Datasets

We encourage (but not require) submissions describing experiments using the following datasets. Researchers are free to define their own relevant tasks using the datasets if they elect to use any of them.

GE2017: Tweets Dataset on the UK General Election 2017

GE2017 is a dataset of around 18M tweets collected between April 28th and June 8th 2017 on the British General Elections 2017. A set of 56 keywords related to GE2017 was used to collect tweets on the topic. The Twitter streaming API was used to retrieve tweets containing any of these keywords over the period of study. The keywords consist of hashtags, accounts, and terms representing phrases on the elections (e.g. #GE2017, general elections), politicians involved in the elections (Theresa May, Corbyn, #jc4pm), and related topics (e.g., Brexit, NHS). Due to the restrictions of tweets redistribution, we only share the tweet IDs of the dataset.

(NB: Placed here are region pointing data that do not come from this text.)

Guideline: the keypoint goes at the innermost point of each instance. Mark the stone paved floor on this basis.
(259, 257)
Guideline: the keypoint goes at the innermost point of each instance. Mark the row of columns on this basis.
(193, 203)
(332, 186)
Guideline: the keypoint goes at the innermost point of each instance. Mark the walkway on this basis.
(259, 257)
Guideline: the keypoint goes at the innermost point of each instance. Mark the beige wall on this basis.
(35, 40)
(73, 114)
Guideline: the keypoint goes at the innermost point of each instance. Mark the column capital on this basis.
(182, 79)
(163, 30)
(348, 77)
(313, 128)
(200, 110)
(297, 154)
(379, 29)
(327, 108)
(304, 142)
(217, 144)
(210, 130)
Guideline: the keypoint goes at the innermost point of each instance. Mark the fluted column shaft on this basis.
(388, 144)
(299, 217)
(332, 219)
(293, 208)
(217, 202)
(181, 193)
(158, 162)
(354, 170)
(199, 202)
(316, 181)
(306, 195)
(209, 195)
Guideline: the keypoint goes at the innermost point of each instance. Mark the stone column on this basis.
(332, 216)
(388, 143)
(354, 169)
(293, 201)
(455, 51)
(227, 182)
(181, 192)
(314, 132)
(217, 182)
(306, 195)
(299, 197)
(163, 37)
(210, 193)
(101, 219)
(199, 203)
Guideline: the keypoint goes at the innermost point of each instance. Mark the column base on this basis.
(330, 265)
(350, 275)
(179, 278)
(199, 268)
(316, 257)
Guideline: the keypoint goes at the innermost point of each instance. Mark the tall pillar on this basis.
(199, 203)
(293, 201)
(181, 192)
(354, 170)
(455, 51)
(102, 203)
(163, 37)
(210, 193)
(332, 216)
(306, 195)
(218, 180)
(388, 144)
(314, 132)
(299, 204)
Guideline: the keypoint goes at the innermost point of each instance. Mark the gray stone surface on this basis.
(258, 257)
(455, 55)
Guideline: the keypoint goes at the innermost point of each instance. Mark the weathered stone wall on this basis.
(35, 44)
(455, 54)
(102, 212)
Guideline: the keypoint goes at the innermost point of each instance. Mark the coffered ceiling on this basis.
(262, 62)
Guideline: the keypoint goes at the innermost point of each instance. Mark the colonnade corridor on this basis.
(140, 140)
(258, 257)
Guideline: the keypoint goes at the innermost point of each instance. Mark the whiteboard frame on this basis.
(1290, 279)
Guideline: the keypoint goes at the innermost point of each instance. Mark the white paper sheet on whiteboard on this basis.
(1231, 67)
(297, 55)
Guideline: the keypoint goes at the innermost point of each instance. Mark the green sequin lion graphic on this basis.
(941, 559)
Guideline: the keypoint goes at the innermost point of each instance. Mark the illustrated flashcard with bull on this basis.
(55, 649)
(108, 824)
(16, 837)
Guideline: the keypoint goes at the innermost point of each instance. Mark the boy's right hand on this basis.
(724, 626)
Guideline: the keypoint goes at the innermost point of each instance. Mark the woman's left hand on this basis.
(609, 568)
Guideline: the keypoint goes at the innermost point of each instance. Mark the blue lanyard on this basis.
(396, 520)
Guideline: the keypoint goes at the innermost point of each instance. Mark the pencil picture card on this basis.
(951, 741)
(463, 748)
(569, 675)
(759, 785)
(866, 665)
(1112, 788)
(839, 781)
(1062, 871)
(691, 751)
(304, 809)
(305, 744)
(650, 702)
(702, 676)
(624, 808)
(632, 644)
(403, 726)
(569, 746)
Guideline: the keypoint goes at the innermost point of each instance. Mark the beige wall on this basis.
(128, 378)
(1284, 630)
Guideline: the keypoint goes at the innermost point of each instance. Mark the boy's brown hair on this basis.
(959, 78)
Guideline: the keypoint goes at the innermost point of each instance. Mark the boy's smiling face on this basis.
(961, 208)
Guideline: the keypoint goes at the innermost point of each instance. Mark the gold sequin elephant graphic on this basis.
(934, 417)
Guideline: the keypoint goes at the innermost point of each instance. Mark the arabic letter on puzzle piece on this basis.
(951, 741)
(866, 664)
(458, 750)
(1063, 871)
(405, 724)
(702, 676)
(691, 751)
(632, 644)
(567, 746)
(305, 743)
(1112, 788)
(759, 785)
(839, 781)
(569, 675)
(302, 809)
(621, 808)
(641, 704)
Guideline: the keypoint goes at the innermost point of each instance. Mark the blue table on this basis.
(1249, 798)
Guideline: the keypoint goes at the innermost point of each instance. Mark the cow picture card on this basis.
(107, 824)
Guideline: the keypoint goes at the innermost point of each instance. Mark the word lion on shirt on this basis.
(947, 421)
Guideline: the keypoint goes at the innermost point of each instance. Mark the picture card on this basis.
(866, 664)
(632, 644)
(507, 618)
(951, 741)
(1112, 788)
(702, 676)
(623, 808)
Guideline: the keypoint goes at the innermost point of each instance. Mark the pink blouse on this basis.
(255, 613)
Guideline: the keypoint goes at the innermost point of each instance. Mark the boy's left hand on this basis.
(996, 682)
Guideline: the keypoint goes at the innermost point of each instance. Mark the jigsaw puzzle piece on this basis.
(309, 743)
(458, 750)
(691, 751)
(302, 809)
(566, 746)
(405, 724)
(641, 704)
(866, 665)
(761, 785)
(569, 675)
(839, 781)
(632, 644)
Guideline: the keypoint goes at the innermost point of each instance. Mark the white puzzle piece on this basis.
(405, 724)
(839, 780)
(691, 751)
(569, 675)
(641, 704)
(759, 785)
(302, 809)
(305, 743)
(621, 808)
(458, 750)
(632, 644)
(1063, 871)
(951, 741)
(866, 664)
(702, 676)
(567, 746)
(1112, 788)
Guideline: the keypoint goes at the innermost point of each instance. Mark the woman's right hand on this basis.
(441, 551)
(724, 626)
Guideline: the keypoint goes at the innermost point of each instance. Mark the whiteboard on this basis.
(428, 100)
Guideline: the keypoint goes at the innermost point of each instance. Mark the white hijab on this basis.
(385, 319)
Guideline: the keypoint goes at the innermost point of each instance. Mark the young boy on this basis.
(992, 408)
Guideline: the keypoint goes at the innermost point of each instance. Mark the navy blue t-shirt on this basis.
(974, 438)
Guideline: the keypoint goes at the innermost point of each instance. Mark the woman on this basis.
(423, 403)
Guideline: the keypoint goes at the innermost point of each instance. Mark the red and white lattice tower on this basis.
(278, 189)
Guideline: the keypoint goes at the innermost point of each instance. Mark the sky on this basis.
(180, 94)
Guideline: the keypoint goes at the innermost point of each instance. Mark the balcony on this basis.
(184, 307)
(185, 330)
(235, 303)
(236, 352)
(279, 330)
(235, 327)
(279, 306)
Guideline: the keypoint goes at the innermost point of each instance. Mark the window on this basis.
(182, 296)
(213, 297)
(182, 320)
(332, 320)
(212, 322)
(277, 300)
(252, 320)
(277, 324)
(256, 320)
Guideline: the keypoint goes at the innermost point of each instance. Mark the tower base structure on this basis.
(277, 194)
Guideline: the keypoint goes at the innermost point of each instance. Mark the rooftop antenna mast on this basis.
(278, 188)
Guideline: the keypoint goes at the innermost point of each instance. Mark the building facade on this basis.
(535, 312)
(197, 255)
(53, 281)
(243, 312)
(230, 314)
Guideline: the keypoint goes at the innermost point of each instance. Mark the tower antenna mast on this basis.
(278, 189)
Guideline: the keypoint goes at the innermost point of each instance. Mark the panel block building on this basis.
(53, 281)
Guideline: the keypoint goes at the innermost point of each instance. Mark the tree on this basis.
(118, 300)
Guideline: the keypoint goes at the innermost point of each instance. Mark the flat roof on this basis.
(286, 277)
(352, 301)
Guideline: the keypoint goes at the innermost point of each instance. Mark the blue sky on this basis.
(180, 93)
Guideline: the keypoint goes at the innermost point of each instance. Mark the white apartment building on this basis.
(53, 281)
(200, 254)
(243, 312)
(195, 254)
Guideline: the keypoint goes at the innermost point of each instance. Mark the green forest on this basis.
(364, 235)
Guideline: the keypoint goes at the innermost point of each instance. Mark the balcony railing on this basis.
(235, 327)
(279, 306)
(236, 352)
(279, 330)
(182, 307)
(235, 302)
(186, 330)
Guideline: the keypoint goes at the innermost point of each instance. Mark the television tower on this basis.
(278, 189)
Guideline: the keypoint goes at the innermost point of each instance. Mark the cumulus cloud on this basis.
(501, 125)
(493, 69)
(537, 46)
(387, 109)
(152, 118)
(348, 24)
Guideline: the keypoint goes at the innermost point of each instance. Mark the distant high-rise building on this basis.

The dataset contains only original tweets (retweets are excluded). The format of the dataset is as follows:

tweet_ID     Date     list_of_matching_keywords

Each tweet ID is associated with the date of the tweet and the list of keywords in the streaming queries that match the tweet. The main idea of providing such information is to allow participants to work on only subsets or periods of the collection that focus on a certain topic instead of the need to downloading the whole collection.

A report paper on the dataset is found on arXiv: Cram L., R. Hill, C. Llewellyn, and W. Magdy. UK General Election 2017: a Twitter Analysis. 2017

Dataset could be downloaded from here.

USPresElect2016: Labelled Tweets Dataset on the US Presidential Elections 2016

USPresElect2016 is a dataset of 3,450 labelled tweets representing the top 50 most retweeted tweets on the US presidential elections 2016 for every day during the period from 1 Sep 2016 to 8 Nov 2016 (the election day). The total number of retweets for these 3,450 tweets are over 26M times.

Each tweet is labeled as: support/attack Trump/Clinton, or both, or neither (neutral).

Full description of the data can be found in this paper: Darwish K., W. Magdy, and T. Zanouda. Trump vs. Hillary: What went Viral during the 2016 US Presidential Election. SocInfo 2017.

Dataset could be downloaded from here.